Ensure there are no leaks or blockages in the gas piping that could hinder supply. Monitor the gauge dials to check for indications of gas flow. Should the dials fail to show a reading, it’s possible you’re not receiving enough hot water due to gas not reaching the water heater.

Conduct a test to confirm the gas valve operates and engages appropriately, shutting off as expected when hot water taps are in use. If not responding correctly, the gas control assembly or thermocouple is likely faulty and requires professional replacement.

If gas is connected but fails to ignite or heat water, ensure the pilot light is lit. Should there be concerns, engage a licensed gasfitter to comprehensively evaluate the heater for any flow and ignition problems. They can determine where problems or blockages may exist in the gas piping or control systems.

General Troubleshooting for All Water Heater Types

There are some basic troubleshooting steps to try that apply to all types of water heaters, whether electric or gas:

  • Inspect pipes and joints for leaks - visible drips or pools of water which can result in energy and cost inefficiencies.
  • Drain and flush the tank annually to remove sediment, which enhances efficiency and prolongs system longevity.
  • Insulate hot water pipes to prevent heat loss, thereby improving system performance.
  • Keep venting clear - For gas water heaters, ensure exhaust vents and chimney flues allow proper ventilation.
  • Replace anode rods every five years to prevent tank corrosion due to natural wear and tear.

Regular water heater checks can prevent small problems from becoming serious.
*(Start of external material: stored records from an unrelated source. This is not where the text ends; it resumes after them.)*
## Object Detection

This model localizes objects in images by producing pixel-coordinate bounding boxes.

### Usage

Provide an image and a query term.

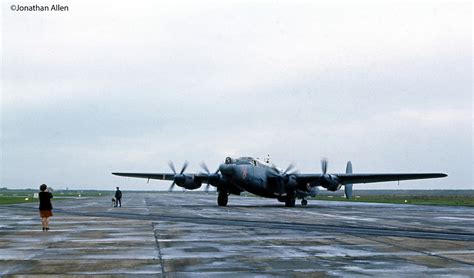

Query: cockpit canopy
[225,156,269,166]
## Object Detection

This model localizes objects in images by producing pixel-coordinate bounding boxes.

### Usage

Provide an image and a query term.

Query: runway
[0,191,474,277]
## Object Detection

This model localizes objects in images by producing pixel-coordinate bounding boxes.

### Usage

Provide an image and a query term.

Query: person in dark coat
[38,184,53,232]
[115,186,122,207]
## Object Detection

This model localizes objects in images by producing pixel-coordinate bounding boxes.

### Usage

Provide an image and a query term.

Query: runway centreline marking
[0,205,474,241]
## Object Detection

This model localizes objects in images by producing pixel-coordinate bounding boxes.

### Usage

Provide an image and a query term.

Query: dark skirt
[40,210,53,218]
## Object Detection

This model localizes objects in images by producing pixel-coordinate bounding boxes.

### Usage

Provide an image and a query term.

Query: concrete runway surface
[0,191,474,277]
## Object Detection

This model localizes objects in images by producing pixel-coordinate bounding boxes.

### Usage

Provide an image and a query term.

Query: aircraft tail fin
[344,161,352,199]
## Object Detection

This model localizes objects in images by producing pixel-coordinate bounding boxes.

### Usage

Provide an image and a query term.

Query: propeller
[199,161,219,193]
[283,163,295,175]
[168,160,189,192]
[321,157,328,175]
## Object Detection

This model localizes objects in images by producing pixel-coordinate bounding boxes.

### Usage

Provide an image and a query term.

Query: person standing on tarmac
[38,184,53,232]
[115,186,122,207]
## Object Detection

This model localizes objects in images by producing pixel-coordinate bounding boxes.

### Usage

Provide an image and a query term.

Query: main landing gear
[285,197,295,208]
[217,191,229,207]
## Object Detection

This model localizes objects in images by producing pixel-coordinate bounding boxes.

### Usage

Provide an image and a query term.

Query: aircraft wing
[295,173,447,184]
[112,172,175,181]
[112,172,213,182]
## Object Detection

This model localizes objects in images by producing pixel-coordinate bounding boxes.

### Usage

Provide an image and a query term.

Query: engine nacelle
[320,174,342,191]
[176,175,202,190]
[308,186,319,197]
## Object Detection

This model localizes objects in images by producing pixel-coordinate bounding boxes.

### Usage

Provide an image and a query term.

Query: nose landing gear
[217,191,229,207]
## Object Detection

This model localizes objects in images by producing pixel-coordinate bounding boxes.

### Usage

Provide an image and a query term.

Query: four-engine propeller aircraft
[112,157,447,207]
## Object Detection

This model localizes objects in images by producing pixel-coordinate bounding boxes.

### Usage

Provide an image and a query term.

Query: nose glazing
[219,164,234,175]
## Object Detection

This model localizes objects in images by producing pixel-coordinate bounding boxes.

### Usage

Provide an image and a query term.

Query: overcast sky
[0,0,473,190]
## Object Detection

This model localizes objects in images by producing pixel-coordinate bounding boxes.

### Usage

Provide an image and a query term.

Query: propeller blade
[179,160,189,175]
[321,158,328,174]
[168,160,176,175]
[199,161,211,174]
[283,163,295,175]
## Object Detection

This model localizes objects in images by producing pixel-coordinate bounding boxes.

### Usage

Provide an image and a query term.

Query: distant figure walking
[115,186,122,207]
[38,184,53,232]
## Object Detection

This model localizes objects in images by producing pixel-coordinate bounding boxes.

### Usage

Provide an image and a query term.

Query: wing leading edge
[295,173,447,184]
[112,172,175,181]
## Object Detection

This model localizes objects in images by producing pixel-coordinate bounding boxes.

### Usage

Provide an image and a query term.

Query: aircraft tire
[217,191,229,207]
[285,198,295,208]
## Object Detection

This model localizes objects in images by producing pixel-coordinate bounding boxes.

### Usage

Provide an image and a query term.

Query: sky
[0,0,474,190]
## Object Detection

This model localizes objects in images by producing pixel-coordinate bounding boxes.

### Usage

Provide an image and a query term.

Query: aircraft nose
[219,164,234,175]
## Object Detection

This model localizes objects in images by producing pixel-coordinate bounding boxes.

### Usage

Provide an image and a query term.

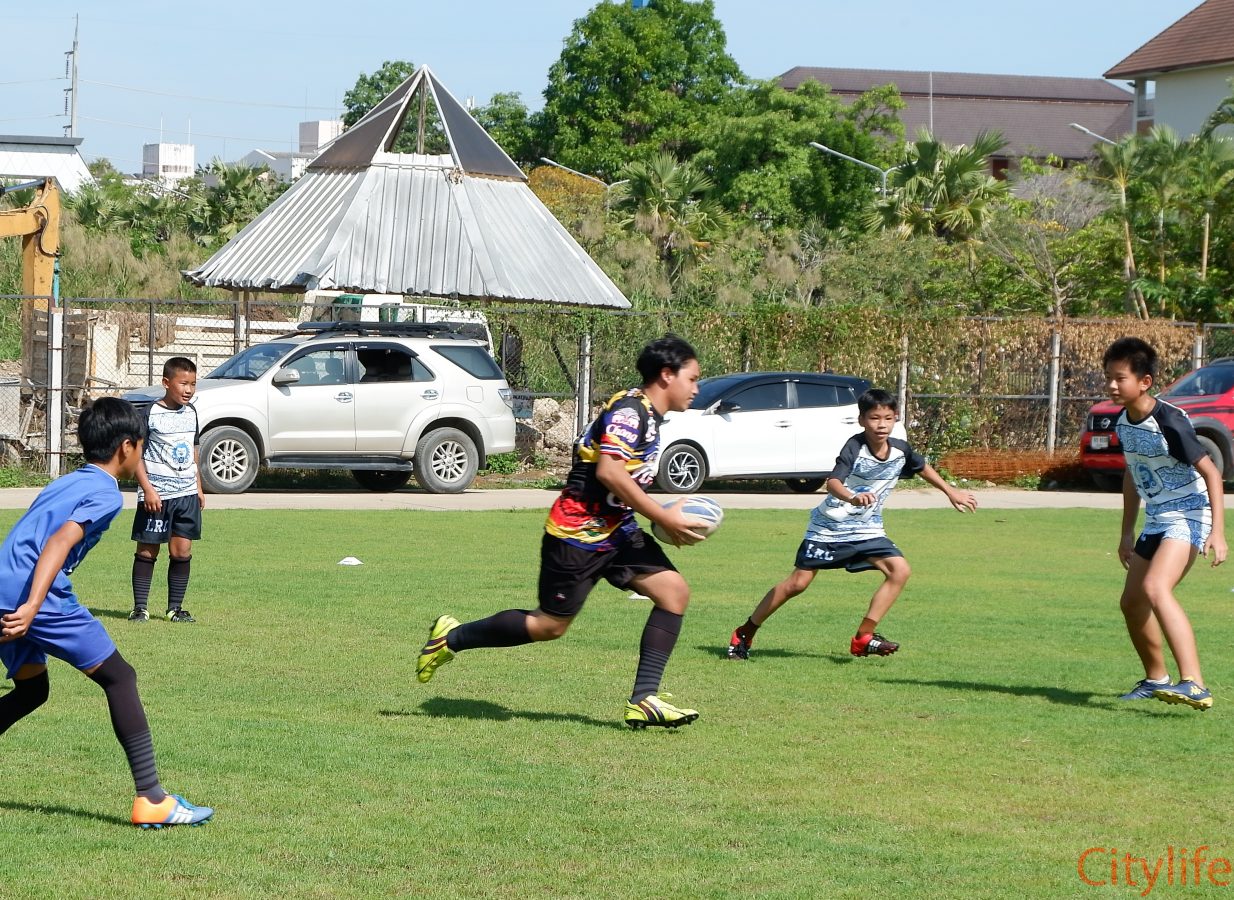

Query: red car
[1080,357,1234,490]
If issues persist after troubleshooting, contact a licenced plumber for assistance.

When to Call a Professional

Do I require the expertise of a professional Drummoyne plumber for assistance? There are a few key signs that indicate it’s time to call for help with your hot water system:

  1. The water heater is leaking from the tank, pipes or fittings.
  2. If there are clear signs of electrical issues, such as frayed wires or a burnt odor from your unit.
  3. The high temp cutoff switch continually trips after reset attempts.
  4. Sediment buildup requires water heater tank draining/flushing.
  5. Making strange noises, dripping from pressure relief valve.
  6. Pilot light won’t stay lit and ignition issues persist.

Our team at Drummoyne Plumbing, serving the Hills District, is ready to help get your hot water running again. Give us call at 1300 349 338 to schedule an appointment or email [email protected].

When arranging service, provide some details about your system like age, type and any troubleshooting steps you’ve tried. Ensure clear access to the hot water unit before the plumber’s arrival by clearing any obstructions.